Have we made progress? In some areas, yes. In others, absolutely not. While we have seen historic increases in underrepresented applicants to medical school in the last several years, there is much more work to be done to diversify the classes.
To share just a few of many examples we could cite: The number of Black men in medicine has not changed substantially from the 1970s, when I was a medical student, and that is unacceptable. First-generation students account for only about 11% of matriculants.
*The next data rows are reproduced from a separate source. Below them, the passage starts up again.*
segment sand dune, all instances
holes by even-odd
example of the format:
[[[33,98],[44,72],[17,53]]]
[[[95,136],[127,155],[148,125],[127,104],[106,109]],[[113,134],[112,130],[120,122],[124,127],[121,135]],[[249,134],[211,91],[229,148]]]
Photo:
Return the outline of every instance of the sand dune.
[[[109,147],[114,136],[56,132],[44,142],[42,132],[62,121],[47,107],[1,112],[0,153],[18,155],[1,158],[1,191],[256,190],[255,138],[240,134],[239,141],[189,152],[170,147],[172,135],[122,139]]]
American Indian and Alaska Native people account for less than 1% of physicians. This is not representative of this population’s overall presence in the United States. And, as is the case for many groups, when compared with their populations across the United States, those who identify as Hispanic or Latinx are very underrepresented in medicine.
Certainly, as Dr. Calhoun so poignantly demonstrated with his own personal story, “you cannot be what you cannot see.”
Well, what is the way forward in diversity, equity, and inclusion? Like so many other social issues, we must start with humility and the willingness to listen and to recognize that much of the greatest wisdom regarding any group and its struggles and challenges comes from within that group. And while listening to voices from our communities, we must be willing to commit to two principles regarding how we approach any recruitment, whether it’s to medical school or to an employment pool.
First, we cannot and must not accept candidate pools that are not diverse. No matter the hurdles we may face in areas like race-conscious admissions, we must insist on diverse pools of applicants to medical school and to employment openings. If the candidate pools are not sufficiently diverse, then the outcome will regress toward our insufficiently diverse status quo.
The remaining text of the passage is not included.